By using this site, you agree to our updated Privacy Policy and our Terms of Use. Manage your Cookies Settings.
424,665 Members | 1,489 Online
Bytes IT Community
Submit an Article
Got Smarts?
Share your bits of IT knowledge by writing an article on Bytes.

Web Scraping With PHP

P: 1
In this article I will be showing you how to use PHP to scrape a web page. There is a video version of this tutorial on YouTube at https://youtu.be/Uc5mfudMTKE if you prefer learning in a video format. Personally I like reading an article because it tends to take less time because you can skim... Pick whichever format works best for you!
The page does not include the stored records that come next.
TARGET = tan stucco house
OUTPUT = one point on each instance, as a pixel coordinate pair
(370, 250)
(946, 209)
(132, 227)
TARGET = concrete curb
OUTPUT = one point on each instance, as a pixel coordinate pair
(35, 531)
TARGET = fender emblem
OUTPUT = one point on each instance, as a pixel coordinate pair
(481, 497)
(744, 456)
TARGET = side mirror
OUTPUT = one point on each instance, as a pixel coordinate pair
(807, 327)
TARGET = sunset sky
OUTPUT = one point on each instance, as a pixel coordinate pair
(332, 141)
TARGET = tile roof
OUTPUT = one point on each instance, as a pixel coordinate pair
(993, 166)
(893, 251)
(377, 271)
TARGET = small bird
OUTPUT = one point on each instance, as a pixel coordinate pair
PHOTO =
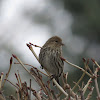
(50, 57)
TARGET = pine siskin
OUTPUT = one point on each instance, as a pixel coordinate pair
(49, 57)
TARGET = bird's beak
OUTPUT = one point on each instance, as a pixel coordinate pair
(62, 44)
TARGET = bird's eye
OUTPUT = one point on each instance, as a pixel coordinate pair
(56, 41)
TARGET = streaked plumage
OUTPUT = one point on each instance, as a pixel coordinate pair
(49, 56)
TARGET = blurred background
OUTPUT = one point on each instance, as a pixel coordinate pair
(22, 21)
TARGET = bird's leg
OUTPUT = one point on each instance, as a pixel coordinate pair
(41, 67)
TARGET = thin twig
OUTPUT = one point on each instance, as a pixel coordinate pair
(11, 59)
(34, 68)
(77, 67)
(86, 86)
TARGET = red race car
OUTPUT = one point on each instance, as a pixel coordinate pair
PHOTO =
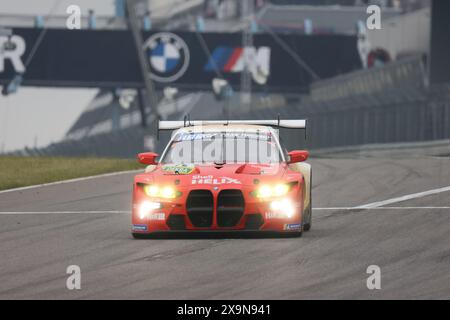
(223, 176)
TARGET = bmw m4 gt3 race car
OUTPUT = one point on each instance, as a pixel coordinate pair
(223, 176)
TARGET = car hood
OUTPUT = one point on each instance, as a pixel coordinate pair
(212, 174)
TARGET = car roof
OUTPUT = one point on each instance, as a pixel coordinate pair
(228, 128)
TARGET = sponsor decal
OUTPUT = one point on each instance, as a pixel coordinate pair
(139, 227)
(198, 179)
(293, 226)
(178, 169)
(160, 216)
(209, 136)
(168, 55)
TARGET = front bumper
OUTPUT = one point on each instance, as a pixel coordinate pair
(226, 210)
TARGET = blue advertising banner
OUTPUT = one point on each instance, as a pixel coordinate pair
(189, 60)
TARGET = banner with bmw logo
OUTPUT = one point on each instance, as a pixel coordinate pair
(190, 61)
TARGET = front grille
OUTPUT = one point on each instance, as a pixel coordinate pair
(200, 208)
(254, 221)
(230, 208)
(176, 222)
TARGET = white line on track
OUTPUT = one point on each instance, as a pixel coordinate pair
(71, 180)
(403, 198)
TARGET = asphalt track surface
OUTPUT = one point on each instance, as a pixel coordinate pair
(87, 223)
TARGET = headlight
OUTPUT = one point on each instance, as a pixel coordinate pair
(277, 190)
(154, 191)
(284, 206)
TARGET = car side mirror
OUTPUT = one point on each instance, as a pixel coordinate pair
(298, 156)
(148, 158)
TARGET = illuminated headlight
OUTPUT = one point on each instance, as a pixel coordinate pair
(154, 191)
(147, 207)
(284, 207)
(277, 190)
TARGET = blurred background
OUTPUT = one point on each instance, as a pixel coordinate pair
(87, 92)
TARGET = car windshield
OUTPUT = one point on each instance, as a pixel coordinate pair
(223, 147)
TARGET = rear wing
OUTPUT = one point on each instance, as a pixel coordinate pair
(288, 124)
(276, 123)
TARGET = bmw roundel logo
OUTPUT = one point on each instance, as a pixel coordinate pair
(168, 55)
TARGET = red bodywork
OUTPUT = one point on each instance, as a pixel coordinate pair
(182, 213)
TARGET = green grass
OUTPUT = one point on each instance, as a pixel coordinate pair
(25, 171)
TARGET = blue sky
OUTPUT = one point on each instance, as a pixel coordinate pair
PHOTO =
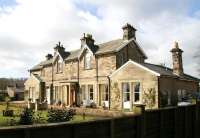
(29, 29)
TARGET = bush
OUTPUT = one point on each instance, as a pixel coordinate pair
(26, 117)
(93, 105)
(39, 118)
(57, 115)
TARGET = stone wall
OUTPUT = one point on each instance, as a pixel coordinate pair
(170, 86)
(130, 52)
(131, 73)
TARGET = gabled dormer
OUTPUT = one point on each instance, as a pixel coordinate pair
(59, 56)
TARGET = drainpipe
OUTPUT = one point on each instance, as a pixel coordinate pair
(109, 92)
(109, 84)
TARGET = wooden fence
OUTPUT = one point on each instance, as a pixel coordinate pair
(176, 122)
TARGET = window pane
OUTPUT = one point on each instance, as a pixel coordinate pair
(137, 87)
(87, 60)
(83, 92)
(91, 92)
(137, 97)
(103, 88)
(137, 92)
(126, 97)
(125, 87)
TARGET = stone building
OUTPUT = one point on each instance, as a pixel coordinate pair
(113, 74)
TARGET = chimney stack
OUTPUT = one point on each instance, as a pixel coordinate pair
(59, 47)
(128, 32)
(177, 59)
(87, 40)
(49, 56)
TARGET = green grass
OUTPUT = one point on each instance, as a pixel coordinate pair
(7, 121)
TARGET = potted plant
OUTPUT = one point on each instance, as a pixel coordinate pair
(7, 111)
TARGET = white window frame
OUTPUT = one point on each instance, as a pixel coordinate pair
(91, 92)
(87, 60)
(136, 92)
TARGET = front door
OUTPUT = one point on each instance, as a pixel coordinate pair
(126, 95)
(48, 95)
(72, 96)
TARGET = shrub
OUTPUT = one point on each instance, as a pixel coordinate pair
(39, 118)
(58, 115)
(26, 117)
(93, 105)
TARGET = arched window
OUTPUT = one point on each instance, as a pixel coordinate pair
(87, 60)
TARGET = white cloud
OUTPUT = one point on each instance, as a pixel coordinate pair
(30, 30)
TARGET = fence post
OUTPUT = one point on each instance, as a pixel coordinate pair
(161, 122)
(26, 133)
(112, 128)
(197, 120)
(141, 131)
(175, 123)
(186, 122)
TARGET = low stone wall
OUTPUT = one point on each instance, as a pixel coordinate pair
(102, 112)
(97, 112)
(21, 104)
(175, 122)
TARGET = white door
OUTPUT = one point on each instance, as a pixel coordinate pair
(48, 95)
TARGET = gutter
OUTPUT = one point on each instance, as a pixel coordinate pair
(109, 90)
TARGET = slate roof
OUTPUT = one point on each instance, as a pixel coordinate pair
(166, 71)
(38, 77)
(108, 47)
(41, 64)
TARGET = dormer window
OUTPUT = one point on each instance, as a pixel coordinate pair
(87, 60)
(59, 65)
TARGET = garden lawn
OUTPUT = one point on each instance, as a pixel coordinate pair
(8, 121)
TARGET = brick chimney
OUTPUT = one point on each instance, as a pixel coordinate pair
(49, 56)
(128, 32)
(87, 40)
(177, 59)
(59, 47)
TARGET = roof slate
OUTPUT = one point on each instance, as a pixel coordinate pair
(168, 71)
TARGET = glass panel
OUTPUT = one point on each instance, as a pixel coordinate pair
(83, 92)
(137, 92)
(103, 88)
(87, 60)
(91, 91)
(126, 91)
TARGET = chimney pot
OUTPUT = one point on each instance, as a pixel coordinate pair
(128, 32)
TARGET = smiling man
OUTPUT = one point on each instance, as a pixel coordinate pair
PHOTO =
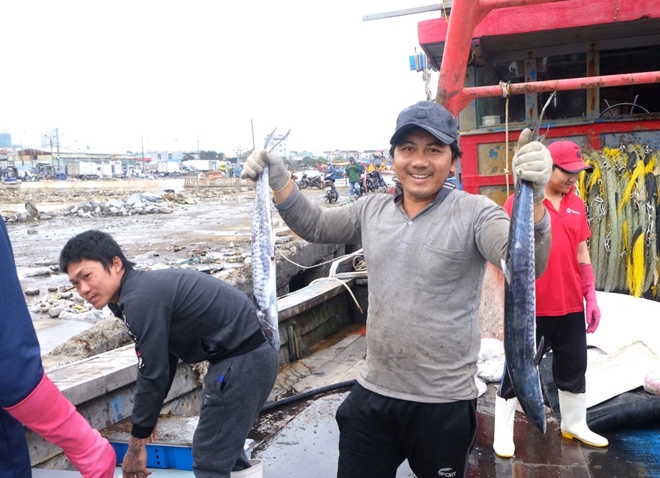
(426, 248)
(174, 314)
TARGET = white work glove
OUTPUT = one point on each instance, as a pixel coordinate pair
(532, 162)
(278, 176)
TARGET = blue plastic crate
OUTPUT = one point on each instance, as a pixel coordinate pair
(160, 456)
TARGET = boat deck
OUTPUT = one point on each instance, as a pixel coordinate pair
(300, 440)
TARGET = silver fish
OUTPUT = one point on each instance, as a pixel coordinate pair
(264, 279)
(522, 357)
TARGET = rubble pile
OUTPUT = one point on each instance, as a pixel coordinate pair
(66, 304)
(136, 203)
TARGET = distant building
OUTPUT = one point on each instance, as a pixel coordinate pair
(5, 140)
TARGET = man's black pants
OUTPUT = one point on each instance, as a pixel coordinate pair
(378, 433)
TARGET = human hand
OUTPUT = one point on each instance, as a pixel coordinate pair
(589, 292)
(532, 162)
(278, 176)
(134, 464)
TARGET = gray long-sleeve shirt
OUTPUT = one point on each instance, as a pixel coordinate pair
(425, 279)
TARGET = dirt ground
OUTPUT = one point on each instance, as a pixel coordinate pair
(214, 226)
(208, 231)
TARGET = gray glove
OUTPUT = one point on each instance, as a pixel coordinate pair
(532, 162)
(254, 166)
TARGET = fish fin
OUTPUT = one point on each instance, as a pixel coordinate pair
(537, 126)
(539, 352)
(505, 270)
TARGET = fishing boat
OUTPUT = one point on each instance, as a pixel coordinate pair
(600, 57)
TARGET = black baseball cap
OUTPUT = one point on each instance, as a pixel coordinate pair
(431, 117)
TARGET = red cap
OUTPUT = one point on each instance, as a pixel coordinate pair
(568, 156)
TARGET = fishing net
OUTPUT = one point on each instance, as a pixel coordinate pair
(621, 196)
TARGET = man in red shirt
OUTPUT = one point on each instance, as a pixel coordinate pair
(560, 313)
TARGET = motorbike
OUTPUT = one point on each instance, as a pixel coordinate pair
(303, 182)
(317, 181)
(331, 194)
(375, 182)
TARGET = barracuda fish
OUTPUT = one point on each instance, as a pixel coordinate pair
(522, 357)
(264, 279)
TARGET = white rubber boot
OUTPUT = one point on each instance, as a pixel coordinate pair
(573, 408)
(505, 413)
(255, 471)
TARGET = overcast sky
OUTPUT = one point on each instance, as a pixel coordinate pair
(109, 73)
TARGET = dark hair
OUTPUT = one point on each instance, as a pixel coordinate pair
(456, 153)
(94, 246)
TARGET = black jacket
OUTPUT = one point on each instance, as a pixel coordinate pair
(176, 314)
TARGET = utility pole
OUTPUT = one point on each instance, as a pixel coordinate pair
(57, 144)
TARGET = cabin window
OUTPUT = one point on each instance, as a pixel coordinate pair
(629, 99)
(567, 104)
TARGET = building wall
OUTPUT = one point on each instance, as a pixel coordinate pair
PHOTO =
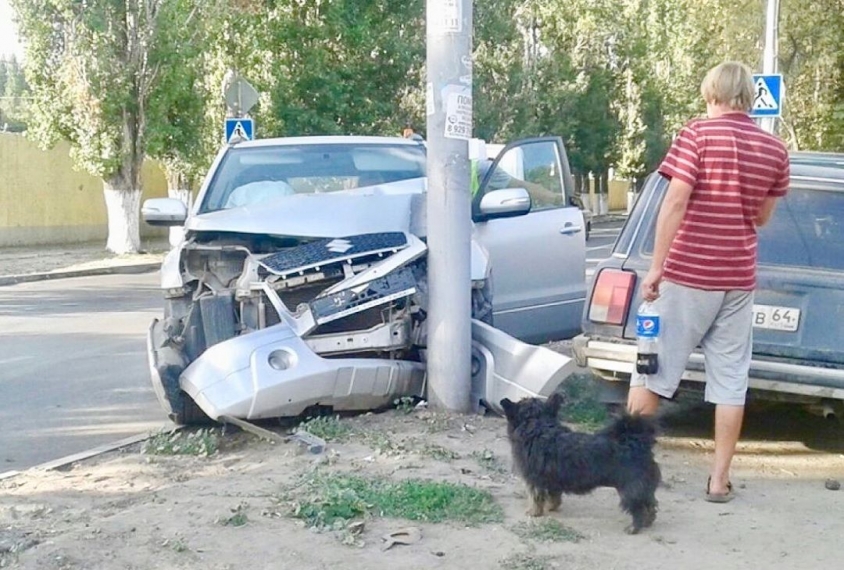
(43, 200)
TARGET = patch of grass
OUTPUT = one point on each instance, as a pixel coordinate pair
(203, 442)
(382, 442)
(331, 499)
(525, 561)
(176, 544)
(237, 518)
(547, 530)
(329, 428)
(582, 405)
(439, 452)
(437, 423)
(487, 459)
(405, 404)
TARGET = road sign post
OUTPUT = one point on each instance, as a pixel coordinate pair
(449, 128)
(239, 129)
(769, 64)
(240, 97)
(767, 96)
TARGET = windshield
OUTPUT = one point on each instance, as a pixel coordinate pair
(252, 175)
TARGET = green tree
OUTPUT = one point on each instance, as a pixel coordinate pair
(14, 95)
(95, 69)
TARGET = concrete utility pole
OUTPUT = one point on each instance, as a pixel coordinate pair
(769, 56)
(449, 125)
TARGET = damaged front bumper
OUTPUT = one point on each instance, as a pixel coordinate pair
(251, 347)
(274, 373)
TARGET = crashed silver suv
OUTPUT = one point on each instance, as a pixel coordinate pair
(301, 280)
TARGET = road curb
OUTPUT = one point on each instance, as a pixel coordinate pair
(127, 269)
(57, 464)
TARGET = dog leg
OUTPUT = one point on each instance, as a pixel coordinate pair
(537, 502)
(554, 501)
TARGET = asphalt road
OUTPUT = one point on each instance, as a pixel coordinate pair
(73, 372)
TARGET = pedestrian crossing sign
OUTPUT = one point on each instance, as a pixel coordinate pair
(767, 96)
(239, 129)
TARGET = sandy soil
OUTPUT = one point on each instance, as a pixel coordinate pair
(128, 510)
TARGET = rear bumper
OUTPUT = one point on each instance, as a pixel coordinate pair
(614, 360)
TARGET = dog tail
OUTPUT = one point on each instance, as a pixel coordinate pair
(633, 427)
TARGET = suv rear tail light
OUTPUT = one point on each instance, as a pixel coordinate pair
(611, 296)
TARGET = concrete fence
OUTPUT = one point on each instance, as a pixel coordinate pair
(43, 200)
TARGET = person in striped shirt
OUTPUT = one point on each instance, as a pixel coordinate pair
(726, 175)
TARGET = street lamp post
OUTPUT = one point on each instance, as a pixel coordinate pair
(449, 128)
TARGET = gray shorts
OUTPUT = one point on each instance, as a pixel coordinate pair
(721, 323)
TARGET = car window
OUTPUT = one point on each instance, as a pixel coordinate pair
(534, 166)
(253, 175)
(806, 230)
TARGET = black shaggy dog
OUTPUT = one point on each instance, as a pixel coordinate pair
(553, 459)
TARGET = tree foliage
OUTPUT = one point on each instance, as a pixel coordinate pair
(616, 79)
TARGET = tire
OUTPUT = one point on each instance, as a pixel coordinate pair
(189, 413)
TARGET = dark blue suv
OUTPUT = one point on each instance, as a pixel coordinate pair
(798, 336)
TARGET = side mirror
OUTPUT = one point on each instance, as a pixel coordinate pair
(505, 203)
(164, 212)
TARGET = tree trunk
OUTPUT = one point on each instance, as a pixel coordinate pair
(123, 207)
(178, 187)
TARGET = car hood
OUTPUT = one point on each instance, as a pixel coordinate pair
(390, 207)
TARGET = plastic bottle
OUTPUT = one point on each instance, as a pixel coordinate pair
(647, 339)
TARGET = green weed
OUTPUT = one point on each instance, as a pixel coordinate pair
(204, 443)
(332, 499)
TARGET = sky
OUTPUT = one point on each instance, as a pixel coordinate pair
(8, 32)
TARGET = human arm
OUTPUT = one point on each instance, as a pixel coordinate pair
(766, 210)
(780, 188)
(681, 165)
(668, 222)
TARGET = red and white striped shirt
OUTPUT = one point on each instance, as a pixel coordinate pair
(733, 165)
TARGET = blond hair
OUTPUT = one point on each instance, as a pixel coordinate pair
(729, 83)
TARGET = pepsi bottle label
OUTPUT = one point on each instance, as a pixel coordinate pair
(647, 326)
(647, 363)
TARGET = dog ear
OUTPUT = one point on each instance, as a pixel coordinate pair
(554, 402)
(508, 407)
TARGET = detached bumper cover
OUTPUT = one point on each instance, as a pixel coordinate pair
(274, 373)
(616, 360)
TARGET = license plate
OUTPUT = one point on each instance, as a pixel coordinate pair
(776, 318)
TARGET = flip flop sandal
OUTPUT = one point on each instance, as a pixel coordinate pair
(719, 497)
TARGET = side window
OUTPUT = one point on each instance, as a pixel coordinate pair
(534, 166)
(807, 230)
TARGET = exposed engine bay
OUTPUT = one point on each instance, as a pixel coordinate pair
(356, 301)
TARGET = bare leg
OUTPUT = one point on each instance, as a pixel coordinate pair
(554, 501)
(728, 420)
(537, 502)
(642, 401)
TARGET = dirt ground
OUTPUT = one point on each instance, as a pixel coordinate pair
(128, 510)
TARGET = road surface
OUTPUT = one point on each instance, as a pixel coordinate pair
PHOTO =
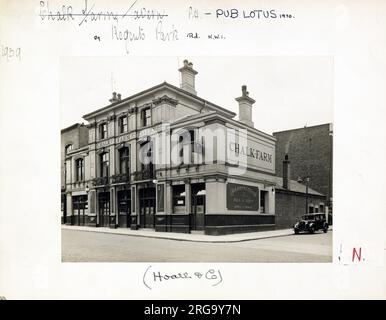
(86, 246)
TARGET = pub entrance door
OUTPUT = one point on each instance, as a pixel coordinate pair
(147, 207)
(104, 208)
(79, 206)
(124, 208)
(198, 206)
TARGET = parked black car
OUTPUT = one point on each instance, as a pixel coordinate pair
(311, 223)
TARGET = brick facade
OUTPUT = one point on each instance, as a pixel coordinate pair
(310, 152)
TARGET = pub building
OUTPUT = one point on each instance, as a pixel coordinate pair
(168, 160)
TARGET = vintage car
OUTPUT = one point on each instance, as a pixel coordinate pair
(311, 223)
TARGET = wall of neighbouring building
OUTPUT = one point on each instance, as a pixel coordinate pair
(290, 206)
(310, 152)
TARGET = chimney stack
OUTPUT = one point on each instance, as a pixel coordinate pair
(115, 97)
(188, 77)
(245, 107)
(286, 172)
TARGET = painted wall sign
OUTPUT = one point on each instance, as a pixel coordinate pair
(255, 154)
(105, 143)
(242, 197)
(123, 138)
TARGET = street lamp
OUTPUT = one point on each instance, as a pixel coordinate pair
(307, 180)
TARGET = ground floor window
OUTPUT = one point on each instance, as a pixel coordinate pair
(79, 210)
(179, 198)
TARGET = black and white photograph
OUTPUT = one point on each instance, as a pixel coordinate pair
(205, 151)
(163, 173)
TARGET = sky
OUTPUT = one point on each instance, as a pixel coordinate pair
(290, 91)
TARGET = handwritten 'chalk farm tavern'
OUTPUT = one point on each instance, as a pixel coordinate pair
(157, 160)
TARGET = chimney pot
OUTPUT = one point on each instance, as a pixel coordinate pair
(114, 98)
(286, 172)
(188, 75)
(245, 107)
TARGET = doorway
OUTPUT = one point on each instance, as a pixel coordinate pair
(198, 206)
(147, 207)
(104, 208)
(124, 208)
(79, 206)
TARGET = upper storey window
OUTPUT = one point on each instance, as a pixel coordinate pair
(122, 124)
(68, 148)
(103, 131)
(146, 117)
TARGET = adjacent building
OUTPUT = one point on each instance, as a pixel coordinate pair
(74, 141)
(310, 151)
(168, 160)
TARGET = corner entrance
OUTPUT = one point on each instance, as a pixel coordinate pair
(198, 206)
(79, 207)
(147, 207)
(124, 208)
(104, 208)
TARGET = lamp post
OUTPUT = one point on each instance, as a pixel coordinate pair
(307, 181)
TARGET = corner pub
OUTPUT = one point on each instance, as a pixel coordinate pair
(168, 160)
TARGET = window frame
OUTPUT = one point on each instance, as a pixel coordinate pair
(146, 120)
(79, 177)
(103, 133)
(124, 160)
(123, 127)
(104, 164)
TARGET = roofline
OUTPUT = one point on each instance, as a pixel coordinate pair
(164, 84)
(203, 116)
(73, 126)
(317, 125)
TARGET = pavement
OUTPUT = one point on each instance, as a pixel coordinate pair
(193, 237)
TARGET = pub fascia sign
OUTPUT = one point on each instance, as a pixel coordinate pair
(105, 143)
(250, 152)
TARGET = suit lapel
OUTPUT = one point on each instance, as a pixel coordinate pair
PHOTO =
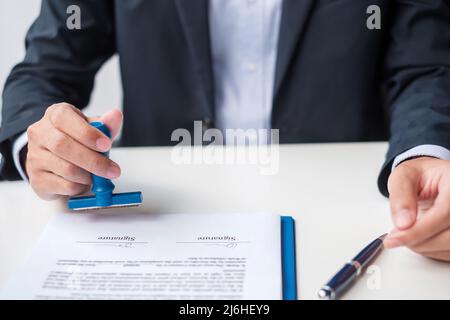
(295, 14)
(194, 18)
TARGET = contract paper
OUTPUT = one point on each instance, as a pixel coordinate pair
(150, 256)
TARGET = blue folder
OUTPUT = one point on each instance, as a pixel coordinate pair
(288, 265)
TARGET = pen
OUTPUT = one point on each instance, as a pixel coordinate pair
(345, 277)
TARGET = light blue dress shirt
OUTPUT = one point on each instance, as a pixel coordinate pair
(244, 41)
This article assumes that you have a basic understanding of PHP and programming concepts, and that you have access to a server capable of running PHP. If you do not have access to a server capable of running PHP, you can install WAMP on Windows 10 by watching my installation video. In a way, scraping involves reverse engineering a web page so it helps to be familiar with HTML.

Although there are other ways to scrape a web page with PHP, this article will focus on the Simple HTML DOM Parser. I have chosen to use this library because this is the library that I have experience with and it is easy to use with great documentation.

Installing the Library

The first thing you need to do is download the scraping library from SourceForge. You can do this by going to http://simplehtmldom.sourceforge.net/ and clicking on "Download latest version from SourceForge".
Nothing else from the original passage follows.